WMRE: How does Blackfin communicate and maintain dialogue with its existing investors to make sure you are on the same page regarding strategy, target return, etc.?

Doug Root: We regularly communicate with our investors. Not a day goes by without us discussing with investors. We communicate with new opportunities more often.

WMREQ: What role does technology play at Blackfin, especially when it comes to communicating with investors, raising money, managing your property, and sourcing?

Andrew Buchanan: We have an investor portal that is more focused on syndication deals. He keeps track of all K-1s. We reach out to these people once a quarter, and with our institutional partners we have calls every two weeks.

WMRE: How do you most often structure deals?

Andrew Buchanan: Each transaction is concluded in a separate joint venture, and we are the GP. We invest from 5 to 10 percent of the capital and increase the capital of LP.

WMRE: What kind of return do you expect from your investment?

Doug Root: We are looking for a 12% to 18% yield at the trade level, depending on risk and leverage, and retention period. We find good risk-adjusted returns in each of these segments.

WMRE: What is your average retention period? Does it vary from deal to deal or is it the standard?

Andrew Buchanan: Average three to five years.
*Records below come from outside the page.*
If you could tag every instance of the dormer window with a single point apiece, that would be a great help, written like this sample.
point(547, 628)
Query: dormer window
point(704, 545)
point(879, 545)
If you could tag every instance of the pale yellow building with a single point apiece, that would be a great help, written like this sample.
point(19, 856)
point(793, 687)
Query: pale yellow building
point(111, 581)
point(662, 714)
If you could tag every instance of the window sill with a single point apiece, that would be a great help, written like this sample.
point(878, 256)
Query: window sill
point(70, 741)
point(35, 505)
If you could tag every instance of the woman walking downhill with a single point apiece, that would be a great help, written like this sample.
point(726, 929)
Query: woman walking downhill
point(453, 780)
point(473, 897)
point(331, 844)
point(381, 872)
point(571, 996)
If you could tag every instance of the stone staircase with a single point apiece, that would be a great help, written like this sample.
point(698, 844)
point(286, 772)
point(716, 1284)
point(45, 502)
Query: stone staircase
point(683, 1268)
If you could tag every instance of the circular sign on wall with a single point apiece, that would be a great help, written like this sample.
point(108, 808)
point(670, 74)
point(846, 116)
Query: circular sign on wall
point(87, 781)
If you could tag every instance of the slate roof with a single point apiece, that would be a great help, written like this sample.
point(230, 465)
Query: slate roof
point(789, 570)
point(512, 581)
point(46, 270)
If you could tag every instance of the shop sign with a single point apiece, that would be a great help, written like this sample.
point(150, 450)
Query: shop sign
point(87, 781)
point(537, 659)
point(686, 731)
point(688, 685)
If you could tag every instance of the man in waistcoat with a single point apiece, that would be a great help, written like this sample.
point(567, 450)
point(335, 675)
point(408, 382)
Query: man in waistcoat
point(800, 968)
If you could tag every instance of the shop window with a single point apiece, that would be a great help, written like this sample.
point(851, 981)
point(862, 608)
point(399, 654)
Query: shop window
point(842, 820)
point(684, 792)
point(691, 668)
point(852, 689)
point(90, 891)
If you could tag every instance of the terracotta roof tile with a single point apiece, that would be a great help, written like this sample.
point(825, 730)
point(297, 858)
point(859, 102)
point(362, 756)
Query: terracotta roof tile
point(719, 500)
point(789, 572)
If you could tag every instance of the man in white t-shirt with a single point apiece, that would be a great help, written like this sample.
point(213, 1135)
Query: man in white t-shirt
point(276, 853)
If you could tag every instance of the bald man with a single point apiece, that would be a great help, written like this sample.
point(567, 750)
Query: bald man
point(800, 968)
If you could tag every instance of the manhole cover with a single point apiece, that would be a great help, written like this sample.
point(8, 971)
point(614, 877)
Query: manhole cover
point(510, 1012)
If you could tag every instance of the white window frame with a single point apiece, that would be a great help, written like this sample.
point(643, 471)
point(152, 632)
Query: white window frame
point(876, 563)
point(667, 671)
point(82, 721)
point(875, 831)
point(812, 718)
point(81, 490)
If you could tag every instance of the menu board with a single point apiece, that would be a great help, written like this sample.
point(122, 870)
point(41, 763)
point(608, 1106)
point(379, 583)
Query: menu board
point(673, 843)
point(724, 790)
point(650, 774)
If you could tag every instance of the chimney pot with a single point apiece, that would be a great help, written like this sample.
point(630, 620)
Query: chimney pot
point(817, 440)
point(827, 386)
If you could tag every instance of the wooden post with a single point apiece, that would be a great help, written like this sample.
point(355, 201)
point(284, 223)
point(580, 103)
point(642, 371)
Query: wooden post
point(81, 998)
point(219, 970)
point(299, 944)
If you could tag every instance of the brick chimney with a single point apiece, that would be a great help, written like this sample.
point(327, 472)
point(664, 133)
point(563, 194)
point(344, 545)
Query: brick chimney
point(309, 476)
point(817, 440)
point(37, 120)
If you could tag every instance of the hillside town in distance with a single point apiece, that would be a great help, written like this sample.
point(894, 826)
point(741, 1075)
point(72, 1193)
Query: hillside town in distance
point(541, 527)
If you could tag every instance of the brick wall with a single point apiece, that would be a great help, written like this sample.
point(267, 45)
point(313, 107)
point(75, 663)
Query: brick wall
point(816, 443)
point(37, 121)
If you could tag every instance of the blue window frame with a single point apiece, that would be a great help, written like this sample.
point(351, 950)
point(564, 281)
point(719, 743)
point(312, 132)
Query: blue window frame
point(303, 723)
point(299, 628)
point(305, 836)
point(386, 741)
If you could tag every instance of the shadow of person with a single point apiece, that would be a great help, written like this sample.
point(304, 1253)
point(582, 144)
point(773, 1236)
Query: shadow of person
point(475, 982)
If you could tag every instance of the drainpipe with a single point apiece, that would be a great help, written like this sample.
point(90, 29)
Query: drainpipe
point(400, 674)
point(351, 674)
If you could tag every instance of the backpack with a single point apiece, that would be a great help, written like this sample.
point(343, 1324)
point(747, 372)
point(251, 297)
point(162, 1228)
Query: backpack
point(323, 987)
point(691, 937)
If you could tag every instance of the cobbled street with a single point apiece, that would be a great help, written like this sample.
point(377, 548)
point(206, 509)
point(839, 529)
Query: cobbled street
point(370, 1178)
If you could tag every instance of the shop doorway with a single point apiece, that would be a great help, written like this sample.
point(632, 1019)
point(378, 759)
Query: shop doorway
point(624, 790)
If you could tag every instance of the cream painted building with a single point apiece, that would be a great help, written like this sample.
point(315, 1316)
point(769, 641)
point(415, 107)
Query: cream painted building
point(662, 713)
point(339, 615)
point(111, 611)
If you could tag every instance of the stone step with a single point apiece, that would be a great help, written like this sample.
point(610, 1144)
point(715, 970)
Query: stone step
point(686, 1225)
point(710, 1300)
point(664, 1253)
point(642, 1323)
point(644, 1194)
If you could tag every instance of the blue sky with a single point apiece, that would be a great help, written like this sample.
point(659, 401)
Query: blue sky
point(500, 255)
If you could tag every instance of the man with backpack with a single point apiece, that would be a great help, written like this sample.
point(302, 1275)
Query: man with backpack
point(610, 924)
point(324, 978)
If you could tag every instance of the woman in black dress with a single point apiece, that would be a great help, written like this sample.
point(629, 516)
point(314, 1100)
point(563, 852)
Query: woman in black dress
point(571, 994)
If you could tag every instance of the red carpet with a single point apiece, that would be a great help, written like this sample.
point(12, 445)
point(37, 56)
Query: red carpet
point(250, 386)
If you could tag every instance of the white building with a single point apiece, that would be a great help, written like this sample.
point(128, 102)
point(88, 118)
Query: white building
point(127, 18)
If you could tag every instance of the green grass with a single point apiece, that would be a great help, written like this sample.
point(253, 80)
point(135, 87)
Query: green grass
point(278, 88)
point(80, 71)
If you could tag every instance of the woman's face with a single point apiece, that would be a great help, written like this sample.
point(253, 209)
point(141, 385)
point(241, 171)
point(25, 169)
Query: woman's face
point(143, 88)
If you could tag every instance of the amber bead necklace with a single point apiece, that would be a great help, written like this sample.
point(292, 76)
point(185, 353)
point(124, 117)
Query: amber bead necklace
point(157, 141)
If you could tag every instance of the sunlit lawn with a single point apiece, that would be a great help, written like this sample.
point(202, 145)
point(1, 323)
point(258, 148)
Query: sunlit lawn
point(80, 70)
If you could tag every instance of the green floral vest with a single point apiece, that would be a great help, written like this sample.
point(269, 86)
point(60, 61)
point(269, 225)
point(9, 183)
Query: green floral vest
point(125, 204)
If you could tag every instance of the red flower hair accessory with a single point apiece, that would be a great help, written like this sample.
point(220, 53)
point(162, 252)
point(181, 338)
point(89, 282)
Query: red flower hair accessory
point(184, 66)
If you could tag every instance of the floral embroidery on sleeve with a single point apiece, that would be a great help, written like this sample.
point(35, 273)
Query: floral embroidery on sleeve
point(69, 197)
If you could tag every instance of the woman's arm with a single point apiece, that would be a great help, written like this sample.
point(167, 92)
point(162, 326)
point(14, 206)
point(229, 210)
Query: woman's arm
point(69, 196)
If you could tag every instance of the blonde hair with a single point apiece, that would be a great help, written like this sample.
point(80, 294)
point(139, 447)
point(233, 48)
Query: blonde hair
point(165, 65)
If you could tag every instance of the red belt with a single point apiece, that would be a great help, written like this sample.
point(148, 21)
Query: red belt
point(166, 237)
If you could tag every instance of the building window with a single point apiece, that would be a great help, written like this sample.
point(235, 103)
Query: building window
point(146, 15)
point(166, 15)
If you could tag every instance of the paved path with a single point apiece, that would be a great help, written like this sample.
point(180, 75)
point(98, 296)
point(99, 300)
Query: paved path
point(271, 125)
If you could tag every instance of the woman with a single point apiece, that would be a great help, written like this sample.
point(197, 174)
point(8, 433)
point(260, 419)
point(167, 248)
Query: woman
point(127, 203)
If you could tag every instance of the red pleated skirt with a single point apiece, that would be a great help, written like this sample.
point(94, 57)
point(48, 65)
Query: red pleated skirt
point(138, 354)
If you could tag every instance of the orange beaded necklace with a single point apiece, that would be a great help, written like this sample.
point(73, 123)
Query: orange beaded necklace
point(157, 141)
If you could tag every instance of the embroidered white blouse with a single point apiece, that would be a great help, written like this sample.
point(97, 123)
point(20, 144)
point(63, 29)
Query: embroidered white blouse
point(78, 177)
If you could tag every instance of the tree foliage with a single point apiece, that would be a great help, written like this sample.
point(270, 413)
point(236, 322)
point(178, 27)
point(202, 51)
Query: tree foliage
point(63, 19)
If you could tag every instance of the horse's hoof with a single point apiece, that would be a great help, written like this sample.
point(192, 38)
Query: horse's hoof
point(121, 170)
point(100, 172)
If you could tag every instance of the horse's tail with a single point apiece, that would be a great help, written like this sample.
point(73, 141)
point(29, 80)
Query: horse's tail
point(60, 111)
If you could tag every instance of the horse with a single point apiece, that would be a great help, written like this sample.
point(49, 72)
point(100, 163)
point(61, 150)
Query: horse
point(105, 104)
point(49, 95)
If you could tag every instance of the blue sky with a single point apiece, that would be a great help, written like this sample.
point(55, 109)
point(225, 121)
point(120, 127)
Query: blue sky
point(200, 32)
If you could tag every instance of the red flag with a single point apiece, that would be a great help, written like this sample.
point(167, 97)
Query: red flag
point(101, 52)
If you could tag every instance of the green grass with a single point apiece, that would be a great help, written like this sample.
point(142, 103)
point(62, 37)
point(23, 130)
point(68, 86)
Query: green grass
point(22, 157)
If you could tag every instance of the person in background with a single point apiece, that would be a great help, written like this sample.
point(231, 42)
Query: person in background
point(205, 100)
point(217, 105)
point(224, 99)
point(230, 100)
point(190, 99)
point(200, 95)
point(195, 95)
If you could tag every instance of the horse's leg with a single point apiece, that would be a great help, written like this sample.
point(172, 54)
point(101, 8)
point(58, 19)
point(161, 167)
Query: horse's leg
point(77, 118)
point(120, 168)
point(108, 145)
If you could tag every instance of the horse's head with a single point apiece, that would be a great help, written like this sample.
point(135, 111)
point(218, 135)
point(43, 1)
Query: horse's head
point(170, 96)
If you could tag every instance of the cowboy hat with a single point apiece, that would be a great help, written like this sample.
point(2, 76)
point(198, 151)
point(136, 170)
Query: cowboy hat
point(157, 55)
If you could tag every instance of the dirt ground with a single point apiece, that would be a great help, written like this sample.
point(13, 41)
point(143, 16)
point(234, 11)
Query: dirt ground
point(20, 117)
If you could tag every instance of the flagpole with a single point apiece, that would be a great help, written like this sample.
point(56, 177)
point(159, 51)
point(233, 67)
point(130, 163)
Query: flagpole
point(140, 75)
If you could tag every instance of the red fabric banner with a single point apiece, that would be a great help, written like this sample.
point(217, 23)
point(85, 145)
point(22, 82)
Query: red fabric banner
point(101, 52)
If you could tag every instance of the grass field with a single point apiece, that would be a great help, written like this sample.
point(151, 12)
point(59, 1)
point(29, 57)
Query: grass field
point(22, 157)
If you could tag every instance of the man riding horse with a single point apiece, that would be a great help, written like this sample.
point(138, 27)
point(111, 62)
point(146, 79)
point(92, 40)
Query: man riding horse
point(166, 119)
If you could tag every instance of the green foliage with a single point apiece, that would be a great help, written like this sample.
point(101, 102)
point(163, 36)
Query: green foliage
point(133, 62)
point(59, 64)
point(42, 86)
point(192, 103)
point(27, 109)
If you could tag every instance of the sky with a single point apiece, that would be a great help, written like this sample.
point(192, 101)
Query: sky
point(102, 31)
Given the nature of what we do – renovations and relocation – it is best to be flexible about the waiting period.

WMRE: What leverage do you usually use in a trade?

Andrew Buchanan: We usually bet 60 to 75 percent LTV. Our relationship with creditors is important, but in the end the terms win. Most of our loans are issued to agencies. [Fannie Mae and Freddie Mac]and the borrowed funds were super competitive. We didn’t do CMBS [deals] because we didn’t find them to be competitive.

WMRE: How has the pandemic affected your investment strategy, as well as your existing portfolio and your investor relations?

Doug Root: We are very lucky to have been able to grow at a very aggressive pace all this time. I think a lot of this has to do with working in the multi-apartment sector. There is a huge shift right now from other sectors to the multi-family sector. This capital shift has made things difficult for us in a way, because there is so much more capital competing for the same transactions. But it’s also great because new investors came into the multi-family space and wanted to join groups like ours. Operationally, it was much more difficult, not only in terms of managing the corporate office and implementing protocols to keep everyone safe, but also in terms of managing property and collections. This has definitely increased the workload on our asset management team and changed the way we approach what we do.

WMREQ: What was your biggest failure in launching and developing Blackfin?

Andrew BuchananKnock on wood, the biggest setback right now has been the use of urgent debt on some of our deals, especially when interest rates fell so precipitously. We thought we were smart when we did it. Who could have predicted the pandemic and where did the interest rates go? The downside is that the spreads could explode and we could be completely demolished.

WMRE: When you launched Blackfin, you said that a foundation or foundations could be Blackfin 2.0. Are you ready for the money?

Andrew Buchanan: The short answer is no. We think that without using cash for the firm, you can do better in the long run. For now, we think one-off joint ventures are better for us.